2) Cuando se aplica el baremo a los delitos dolosos dicho baremo constituirá un cuadro de mínimos. En efecto, prevista dicha regulación para los supuestos de accidentes acaecidos en el ámbito de la circulación de vehículos a motor, no es exigible la aplicación del baremo cuando estemos ante delitos dolosos, aunque, partiendo de su posible utilización como elemento orientativo, las cantidades que resulten de sus tablas pueden considerarse un cuadro de mínimos, pues habiendo sido fijadas imperativamente para casos de imprudencia, con mayor razón habrán de ser al menos atendidas en la producción de lesiones claramente dolosas.
3) La responsabilidad civil por delito doloso es superior a la de delito imprudente. En este sentido, acaba de señalar la STS num. 47/2007, de 8 de enero , que no se puede establecer un paralelismo absoluto entre las indemnizaciones por daños físicos y materiales derivados del hecho de la circulación de vehículos de motor con el resultado de los delitos dolosos. Los primeros no se mueven por criterios de equivalencia o justicia, sino por los parámetros que se marcan por el sistema financiero de explotación del ramo del seguro en sus diversas modalidades. Estos criterios, puramente economicistas, obtenidos de un cálculo matemático, chocan frontalmente con los daños físicos, psíquicos y materiales originados por una conducta dolosa y con la multiplicidad de motivaciones que pueden impulsarla, sin descartar la intencionada y deliberada decisión de causar los mayores sufrimientos posibles.

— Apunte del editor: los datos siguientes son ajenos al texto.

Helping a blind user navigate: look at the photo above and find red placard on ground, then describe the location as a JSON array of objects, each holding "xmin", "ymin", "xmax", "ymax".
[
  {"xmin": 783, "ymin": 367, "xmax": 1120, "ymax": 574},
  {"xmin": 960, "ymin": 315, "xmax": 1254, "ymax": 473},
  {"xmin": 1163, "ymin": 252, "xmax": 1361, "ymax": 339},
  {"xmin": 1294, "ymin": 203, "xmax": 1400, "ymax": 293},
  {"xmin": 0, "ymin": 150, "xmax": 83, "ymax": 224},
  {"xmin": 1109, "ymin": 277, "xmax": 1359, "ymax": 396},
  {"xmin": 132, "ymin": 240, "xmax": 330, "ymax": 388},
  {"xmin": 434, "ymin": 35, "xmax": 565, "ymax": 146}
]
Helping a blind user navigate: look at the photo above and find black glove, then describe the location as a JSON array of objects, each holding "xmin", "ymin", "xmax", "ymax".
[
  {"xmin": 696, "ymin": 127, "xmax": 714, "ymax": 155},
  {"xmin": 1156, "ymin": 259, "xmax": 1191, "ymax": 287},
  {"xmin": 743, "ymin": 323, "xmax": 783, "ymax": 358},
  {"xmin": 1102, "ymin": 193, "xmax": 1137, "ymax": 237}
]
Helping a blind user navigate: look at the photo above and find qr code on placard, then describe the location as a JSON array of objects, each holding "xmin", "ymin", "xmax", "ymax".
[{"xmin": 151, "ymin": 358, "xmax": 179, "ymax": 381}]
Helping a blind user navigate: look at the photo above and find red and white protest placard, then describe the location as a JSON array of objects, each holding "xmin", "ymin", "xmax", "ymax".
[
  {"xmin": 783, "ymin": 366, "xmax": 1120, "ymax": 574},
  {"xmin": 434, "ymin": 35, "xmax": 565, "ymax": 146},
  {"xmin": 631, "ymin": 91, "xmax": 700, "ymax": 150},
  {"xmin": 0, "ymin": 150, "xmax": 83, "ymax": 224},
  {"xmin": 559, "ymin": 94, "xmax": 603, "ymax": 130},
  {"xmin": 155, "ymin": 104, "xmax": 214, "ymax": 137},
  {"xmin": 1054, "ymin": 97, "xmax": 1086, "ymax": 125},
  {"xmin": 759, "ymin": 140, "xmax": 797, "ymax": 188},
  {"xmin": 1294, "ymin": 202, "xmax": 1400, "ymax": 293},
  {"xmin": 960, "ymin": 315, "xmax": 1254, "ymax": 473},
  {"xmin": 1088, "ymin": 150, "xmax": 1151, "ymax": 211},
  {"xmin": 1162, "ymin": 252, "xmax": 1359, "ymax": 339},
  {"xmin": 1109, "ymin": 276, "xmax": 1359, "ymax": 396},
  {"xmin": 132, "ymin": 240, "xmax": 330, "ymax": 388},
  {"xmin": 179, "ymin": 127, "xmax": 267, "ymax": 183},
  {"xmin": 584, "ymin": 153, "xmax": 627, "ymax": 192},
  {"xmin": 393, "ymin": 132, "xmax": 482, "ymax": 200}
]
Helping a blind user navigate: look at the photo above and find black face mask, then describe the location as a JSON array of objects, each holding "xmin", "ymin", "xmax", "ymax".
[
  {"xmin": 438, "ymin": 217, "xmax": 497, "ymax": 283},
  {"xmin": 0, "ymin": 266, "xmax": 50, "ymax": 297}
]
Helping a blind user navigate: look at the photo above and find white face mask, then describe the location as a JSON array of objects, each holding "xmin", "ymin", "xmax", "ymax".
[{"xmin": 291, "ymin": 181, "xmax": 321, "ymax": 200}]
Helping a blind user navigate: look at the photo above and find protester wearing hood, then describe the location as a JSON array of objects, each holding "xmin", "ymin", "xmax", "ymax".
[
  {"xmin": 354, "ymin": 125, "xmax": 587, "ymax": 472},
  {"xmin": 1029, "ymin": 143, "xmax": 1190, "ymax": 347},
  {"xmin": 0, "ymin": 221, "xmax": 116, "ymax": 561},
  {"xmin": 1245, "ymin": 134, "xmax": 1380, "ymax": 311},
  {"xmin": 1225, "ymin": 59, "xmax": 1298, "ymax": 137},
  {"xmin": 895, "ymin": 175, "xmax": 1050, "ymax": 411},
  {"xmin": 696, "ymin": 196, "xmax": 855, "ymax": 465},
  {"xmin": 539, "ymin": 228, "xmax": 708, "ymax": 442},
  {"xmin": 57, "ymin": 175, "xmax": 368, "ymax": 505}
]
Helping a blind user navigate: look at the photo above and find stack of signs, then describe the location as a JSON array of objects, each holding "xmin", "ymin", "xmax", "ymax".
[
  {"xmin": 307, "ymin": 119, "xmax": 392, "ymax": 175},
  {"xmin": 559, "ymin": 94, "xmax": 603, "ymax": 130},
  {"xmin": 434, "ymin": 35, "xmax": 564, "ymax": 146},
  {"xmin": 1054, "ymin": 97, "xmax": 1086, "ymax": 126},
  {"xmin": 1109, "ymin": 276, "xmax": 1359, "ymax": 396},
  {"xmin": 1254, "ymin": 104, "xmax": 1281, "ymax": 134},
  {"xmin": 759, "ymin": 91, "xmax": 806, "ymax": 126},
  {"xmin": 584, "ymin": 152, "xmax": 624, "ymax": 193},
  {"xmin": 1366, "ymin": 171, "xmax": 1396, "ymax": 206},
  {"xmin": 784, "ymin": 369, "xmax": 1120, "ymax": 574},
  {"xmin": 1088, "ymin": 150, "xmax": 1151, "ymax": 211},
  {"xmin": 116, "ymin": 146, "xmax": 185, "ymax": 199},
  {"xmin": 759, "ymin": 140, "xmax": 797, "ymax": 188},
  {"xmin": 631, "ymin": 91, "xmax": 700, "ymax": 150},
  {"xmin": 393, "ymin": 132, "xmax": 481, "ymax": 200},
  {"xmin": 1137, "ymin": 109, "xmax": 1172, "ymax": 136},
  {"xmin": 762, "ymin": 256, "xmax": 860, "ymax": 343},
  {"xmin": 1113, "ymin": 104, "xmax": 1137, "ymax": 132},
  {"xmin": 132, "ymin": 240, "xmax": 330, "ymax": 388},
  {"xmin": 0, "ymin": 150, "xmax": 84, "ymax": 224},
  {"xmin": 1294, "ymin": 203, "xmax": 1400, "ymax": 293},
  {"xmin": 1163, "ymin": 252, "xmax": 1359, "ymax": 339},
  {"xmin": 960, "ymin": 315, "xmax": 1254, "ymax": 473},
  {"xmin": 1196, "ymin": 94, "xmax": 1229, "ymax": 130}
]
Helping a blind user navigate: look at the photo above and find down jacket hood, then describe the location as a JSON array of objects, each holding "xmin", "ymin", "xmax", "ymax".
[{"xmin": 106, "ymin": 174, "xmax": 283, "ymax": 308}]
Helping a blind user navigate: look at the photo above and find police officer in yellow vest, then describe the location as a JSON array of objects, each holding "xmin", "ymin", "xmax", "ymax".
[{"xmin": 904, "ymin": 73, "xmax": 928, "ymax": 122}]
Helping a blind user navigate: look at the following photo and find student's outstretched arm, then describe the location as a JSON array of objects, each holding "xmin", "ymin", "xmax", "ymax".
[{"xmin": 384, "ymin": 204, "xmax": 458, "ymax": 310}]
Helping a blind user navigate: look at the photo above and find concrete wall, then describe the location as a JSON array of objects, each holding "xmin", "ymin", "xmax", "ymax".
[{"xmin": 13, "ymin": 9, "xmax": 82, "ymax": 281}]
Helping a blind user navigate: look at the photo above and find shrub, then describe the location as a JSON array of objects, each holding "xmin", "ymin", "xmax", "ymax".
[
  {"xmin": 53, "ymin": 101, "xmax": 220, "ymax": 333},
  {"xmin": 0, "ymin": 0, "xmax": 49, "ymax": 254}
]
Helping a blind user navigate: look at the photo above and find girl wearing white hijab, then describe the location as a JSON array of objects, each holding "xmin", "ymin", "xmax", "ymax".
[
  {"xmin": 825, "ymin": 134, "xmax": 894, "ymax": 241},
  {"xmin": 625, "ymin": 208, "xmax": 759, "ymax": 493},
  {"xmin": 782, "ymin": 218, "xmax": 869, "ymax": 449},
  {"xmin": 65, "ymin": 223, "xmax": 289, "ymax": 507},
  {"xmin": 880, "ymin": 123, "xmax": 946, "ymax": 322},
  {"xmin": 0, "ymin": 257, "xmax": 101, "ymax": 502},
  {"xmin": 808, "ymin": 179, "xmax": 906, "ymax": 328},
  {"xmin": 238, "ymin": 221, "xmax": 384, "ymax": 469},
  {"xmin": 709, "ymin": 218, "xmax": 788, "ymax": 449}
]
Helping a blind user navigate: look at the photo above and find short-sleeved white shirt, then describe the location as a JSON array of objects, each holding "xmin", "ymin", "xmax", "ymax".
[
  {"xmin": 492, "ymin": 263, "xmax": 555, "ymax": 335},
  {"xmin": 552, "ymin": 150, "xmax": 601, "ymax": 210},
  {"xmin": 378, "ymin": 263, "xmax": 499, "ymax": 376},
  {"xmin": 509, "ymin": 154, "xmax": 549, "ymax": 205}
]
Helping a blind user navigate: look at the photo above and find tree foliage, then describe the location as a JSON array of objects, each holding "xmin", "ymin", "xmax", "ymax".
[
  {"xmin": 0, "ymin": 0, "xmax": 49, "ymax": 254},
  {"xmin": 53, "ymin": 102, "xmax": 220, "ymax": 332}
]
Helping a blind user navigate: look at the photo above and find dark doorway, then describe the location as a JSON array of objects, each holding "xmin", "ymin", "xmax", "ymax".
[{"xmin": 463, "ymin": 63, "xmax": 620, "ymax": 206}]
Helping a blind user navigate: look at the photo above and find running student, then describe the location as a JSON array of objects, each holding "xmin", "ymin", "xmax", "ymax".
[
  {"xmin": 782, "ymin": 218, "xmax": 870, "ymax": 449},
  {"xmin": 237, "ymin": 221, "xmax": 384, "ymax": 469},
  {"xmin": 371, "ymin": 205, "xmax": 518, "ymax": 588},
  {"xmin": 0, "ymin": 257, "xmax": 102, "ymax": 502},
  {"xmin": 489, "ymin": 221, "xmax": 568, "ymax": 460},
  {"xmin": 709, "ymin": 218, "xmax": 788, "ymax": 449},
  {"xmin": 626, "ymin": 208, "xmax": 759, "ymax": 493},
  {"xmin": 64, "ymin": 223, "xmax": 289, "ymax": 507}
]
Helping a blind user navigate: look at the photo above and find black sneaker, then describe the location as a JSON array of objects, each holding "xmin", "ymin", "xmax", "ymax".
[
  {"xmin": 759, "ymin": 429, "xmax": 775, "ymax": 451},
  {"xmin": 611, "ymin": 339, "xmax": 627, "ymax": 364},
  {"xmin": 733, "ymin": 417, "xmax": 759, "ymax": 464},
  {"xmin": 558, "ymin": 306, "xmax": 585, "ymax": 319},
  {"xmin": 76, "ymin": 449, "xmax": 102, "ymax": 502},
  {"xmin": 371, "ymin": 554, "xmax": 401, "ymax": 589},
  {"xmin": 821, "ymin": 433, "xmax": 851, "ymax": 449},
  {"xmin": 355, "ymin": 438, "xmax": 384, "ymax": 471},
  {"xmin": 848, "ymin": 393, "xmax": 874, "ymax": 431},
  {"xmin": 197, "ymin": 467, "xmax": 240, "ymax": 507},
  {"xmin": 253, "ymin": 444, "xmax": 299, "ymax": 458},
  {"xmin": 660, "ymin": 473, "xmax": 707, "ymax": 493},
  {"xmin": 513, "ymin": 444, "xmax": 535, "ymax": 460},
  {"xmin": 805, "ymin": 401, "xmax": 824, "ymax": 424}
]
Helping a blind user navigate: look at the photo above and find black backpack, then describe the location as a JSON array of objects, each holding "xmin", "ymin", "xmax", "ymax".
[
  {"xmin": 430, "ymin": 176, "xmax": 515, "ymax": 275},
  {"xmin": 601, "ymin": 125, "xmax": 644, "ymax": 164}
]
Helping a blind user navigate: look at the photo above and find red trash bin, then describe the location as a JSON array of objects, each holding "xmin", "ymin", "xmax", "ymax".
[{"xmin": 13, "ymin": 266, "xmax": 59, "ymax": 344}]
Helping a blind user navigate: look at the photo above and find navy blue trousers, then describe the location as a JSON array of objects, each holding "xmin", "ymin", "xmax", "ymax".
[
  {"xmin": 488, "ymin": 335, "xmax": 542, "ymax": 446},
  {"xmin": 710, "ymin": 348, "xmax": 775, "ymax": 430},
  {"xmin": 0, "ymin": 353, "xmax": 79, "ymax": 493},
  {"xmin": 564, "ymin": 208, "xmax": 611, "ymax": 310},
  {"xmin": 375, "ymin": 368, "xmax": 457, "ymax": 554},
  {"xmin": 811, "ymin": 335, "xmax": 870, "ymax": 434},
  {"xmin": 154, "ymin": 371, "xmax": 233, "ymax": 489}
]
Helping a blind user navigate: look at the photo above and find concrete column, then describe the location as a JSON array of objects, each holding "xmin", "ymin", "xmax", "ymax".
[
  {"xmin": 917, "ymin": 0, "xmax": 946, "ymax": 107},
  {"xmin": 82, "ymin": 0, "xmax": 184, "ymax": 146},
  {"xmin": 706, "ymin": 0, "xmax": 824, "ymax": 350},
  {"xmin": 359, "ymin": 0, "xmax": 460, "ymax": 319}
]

En el presente caso, la cuantía fijada por la juez a quo, que ha de entenderse que incluye el daño moral, a razón de 100 euros por día impeditivo y 50 euros por cada día no impeditivo, no la consideramos desproporcionada. Y el montante total, 2.000 euros, tampoco, atendida la entidad de las lesiones descritas en los hechos probados y el sufrimiento que su causación provocó al lesionado.
Ambos motivos de recurso, pues, se desestiman
TERCERO.- No existiendo motivos para su imposición expresa, procede declarar de oficio las costas de esta segunda instancia, conforme a lo dispuesto en el artículo 240 de la Ley de Enjuiciamiento Criminal .
VISTOS los preceptos legales citados, y los demás de general y pertinente aplicación
Fallo
Que sedesestimael recurso de apelación interpuesto por la representación procesal de Carlota y Leocadia , contra la sentencia de fecha 26 de junio de 2015, dictada por el Juzgado de lo Penal nº 25 de Madrid en el Procedimiento Abreviado seguido ante dicho Juzgado bajo el número 86/15, cuyo fallo literalmente se trascribe en los antecedentes de ésta Sentencia, confirmando la resolución apelada.
Contra la presente sentencia no cabe recurso alguno.
Devuélvanse las diligencias originales al Juzgado de procedencia, con certificación de la presente resolución, para su ejecución y cumplimiento, solicitando acuse de recibo y previa su notificación a las partes, con arreglo a las prevenciones contenidas en el art. 248.4 de la Ley Orgánica del Poder Judicial .
Así por esta nuestra sentencia, de la que se llevará certificación al rollo de la Sala, la pronunciamos, mandamos y firmamos.
PUBLICACIÓN.- Leída y publicada fue la anterior Sentencia por el Ilmo Sr Magistrado Ponente D Juan José Toscano Tinoco, estando celebrando en Audiencia Pública, doy fe.